Type I Error

What is a Type I Error?

A type I error occurs when a hypothesis test incorrectly rejects a true null hypothesis. This is commonly known as a "false positive," meaning the test suggests that there is an effect or difference when, in reality, none exists. The probability of making a type I error is denoted by alpha (α), often set at 0.05, representing a 5% chance of incorrectly rejecting the null hypothesis.

The Basic Idea

Imagine you are conducting a test to see whether using a fertilizer will improve plant growth in your garden. In an experiment, you always begin with a null hypothesis, which suggests that there is no statistical relationship between the variable (using the new fertilizer) and the outcome (plant growth), and an alternative hypothesis, which states that the variable does have a significant impact on the outcome.1

To conduct your experiment, you use fertilizer for one of your lilac shrubs and leave the other shrub without. After a month, you measure the growth of each lilac shrub and find that the fertilized lilac has grown bigger than the unfertilized one. You assume that the fertilizer significantly improves plant growth and reject the null hypothesis. 

However, later on, when you start using the fertilizer for all your plants, you realize that it does not seem to be causing improved growth. You realize that the reason the first lilac shrub grew bigger was actually because it was closer to the window and received more sunlight. 

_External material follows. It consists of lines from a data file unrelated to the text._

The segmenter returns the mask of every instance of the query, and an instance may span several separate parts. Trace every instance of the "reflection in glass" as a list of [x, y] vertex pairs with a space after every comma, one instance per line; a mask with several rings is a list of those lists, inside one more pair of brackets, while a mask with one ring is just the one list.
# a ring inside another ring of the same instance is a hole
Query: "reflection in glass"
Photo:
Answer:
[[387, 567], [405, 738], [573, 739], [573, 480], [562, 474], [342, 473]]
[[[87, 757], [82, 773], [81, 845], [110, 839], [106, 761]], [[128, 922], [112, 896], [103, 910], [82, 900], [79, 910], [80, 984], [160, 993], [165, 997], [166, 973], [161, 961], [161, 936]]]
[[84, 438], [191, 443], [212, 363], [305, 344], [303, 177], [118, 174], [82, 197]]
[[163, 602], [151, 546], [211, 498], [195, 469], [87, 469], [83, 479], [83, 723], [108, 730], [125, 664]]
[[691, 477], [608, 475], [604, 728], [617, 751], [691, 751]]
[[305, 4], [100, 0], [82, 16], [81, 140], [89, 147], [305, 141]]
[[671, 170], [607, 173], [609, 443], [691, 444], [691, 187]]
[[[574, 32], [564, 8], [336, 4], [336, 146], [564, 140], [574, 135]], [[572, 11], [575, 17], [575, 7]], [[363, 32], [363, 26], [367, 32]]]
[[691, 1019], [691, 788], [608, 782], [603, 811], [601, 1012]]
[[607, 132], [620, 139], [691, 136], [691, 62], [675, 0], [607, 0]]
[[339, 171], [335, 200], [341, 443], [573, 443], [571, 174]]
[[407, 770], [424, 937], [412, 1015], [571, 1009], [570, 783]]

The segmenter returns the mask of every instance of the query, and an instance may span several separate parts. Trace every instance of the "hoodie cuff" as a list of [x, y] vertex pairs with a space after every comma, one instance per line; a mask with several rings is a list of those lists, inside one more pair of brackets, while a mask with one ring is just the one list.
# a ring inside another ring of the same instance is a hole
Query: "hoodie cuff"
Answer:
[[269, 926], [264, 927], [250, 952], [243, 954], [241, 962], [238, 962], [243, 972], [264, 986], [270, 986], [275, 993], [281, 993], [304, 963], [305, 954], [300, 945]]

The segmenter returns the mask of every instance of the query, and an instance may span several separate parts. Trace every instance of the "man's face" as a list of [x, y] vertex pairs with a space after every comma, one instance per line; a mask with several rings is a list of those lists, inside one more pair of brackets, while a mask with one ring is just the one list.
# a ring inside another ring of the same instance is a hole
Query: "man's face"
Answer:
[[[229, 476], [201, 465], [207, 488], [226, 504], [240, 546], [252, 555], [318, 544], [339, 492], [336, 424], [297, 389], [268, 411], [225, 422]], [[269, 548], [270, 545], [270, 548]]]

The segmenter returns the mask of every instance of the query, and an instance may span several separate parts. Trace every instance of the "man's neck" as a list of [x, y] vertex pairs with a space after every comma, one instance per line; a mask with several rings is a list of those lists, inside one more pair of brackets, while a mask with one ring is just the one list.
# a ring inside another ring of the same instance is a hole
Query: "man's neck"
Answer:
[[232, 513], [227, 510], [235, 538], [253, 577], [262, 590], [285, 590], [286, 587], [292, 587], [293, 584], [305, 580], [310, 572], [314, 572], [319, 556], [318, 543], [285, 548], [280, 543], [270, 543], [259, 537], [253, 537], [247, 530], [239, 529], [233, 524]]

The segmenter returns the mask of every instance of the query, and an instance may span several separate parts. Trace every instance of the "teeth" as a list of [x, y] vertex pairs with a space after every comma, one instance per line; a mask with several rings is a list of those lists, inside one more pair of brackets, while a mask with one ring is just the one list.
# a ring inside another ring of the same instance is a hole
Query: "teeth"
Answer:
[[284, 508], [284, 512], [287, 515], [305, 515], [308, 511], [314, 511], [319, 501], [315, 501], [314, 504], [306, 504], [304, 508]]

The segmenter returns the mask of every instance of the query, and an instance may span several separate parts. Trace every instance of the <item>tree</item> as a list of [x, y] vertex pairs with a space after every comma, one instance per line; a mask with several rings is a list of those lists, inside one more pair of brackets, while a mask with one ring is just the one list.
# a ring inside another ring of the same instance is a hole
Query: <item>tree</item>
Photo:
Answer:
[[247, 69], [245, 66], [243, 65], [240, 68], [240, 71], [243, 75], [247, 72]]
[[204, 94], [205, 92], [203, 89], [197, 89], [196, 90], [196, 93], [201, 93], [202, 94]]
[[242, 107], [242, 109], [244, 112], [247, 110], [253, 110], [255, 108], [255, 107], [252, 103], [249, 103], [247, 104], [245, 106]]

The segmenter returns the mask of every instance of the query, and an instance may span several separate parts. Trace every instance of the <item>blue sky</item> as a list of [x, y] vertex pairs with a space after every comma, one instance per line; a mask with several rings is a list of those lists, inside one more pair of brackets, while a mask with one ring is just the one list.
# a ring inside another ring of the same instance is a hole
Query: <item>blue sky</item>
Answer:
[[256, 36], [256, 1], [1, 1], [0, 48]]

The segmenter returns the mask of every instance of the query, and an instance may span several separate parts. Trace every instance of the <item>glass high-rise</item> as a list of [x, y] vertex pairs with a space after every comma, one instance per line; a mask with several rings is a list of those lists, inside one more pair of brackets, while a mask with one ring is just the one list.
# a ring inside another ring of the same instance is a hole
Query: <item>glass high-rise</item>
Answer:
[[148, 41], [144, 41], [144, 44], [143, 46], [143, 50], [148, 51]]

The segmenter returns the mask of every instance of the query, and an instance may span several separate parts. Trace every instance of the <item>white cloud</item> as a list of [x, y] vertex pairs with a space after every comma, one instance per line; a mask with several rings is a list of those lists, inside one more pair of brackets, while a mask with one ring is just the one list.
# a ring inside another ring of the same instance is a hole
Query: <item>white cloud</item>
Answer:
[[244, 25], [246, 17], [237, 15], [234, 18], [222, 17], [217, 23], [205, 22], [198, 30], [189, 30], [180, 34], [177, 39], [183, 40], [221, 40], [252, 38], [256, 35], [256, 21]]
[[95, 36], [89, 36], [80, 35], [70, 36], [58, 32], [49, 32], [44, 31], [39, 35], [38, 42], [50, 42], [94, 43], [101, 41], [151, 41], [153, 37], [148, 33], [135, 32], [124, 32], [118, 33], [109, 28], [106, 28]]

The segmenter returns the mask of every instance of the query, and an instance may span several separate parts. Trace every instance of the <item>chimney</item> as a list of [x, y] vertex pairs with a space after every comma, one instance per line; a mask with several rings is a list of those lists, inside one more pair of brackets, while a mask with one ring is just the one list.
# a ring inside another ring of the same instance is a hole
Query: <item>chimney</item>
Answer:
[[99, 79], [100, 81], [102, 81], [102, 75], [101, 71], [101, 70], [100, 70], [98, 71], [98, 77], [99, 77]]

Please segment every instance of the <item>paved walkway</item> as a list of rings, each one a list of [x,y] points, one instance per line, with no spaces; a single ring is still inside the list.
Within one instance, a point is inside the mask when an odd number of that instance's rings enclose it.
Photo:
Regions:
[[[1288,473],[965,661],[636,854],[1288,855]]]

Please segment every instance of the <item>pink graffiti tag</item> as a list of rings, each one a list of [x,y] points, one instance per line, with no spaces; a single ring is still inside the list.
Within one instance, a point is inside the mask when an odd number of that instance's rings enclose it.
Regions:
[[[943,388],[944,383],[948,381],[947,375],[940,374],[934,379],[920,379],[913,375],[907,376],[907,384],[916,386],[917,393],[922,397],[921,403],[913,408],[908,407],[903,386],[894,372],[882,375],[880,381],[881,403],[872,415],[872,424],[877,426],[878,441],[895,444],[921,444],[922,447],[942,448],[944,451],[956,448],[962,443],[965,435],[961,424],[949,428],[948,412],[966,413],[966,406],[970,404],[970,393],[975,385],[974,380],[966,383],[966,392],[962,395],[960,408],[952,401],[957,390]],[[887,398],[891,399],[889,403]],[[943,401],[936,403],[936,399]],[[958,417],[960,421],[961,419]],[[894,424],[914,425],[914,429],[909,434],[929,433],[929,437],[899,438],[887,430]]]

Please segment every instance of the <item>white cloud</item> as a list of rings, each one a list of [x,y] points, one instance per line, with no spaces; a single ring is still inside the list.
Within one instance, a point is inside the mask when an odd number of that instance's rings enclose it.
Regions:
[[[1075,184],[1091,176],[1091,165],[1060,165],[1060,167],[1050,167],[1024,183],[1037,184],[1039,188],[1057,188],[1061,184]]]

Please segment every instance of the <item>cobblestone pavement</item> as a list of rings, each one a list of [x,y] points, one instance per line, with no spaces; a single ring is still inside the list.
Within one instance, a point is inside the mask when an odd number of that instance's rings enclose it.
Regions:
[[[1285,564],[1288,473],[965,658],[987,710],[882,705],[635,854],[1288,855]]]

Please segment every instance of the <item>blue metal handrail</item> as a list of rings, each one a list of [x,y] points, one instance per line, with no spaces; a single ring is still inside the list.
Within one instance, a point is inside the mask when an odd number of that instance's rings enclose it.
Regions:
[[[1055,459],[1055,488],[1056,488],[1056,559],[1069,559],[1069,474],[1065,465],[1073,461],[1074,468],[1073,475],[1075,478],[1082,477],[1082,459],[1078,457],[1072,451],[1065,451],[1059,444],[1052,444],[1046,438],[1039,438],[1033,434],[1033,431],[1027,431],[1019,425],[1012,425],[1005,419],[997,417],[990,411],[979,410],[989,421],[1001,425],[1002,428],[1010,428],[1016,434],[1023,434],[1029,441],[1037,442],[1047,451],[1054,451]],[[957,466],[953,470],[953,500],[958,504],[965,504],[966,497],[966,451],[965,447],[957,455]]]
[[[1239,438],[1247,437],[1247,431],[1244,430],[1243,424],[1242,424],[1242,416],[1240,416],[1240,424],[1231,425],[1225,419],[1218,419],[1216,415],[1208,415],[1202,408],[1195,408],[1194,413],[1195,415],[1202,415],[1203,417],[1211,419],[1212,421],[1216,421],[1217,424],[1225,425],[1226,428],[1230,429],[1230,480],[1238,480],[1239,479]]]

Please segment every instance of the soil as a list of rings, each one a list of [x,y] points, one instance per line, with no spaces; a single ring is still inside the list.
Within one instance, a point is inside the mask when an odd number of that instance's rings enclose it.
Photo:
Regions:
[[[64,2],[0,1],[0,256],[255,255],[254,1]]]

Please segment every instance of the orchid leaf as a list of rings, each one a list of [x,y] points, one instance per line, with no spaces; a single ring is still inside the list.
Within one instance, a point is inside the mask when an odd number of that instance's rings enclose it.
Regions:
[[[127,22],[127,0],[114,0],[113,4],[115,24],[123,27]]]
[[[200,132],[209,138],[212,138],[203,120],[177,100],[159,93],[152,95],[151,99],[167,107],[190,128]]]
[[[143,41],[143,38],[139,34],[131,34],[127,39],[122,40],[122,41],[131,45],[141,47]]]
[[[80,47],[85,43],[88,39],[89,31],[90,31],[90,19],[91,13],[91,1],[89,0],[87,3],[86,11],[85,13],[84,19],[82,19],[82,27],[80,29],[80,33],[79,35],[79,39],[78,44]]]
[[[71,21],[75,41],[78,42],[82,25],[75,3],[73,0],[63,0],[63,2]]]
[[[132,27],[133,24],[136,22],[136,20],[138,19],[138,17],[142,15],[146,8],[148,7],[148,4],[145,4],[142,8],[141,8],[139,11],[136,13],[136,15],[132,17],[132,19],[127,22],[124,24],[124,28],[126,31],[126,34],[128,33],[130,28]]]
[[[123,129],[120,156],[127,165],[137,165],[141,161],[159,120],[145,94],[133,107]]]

In this instance, you have made a type I error: a false positive conclusion. Type I errors occur because of random chance (which is more likely to happen with a small sample size, such as comparing only two lilac bushes) or improper testing techniques (not controlling other variables like sunlight or concluding the experiment too early).2

Type I errors cause people to conclude results are statistically significant when, in reality, they are not.3 Imagine that you started telling your friends about the fertilizer and its impact on growth, only for them to waste their money on it and see no results—you may have a lot of annoyed friends! While in this scenario, the consequences of the type I error are not too serious, they can have far-reaching consequences in medical research. If a researcher concludes that a drug improves patient outcomes, it would pass to market and be recommended for treatment. In this case, the false conclusion about an ineffective medication could be a matter of life or death.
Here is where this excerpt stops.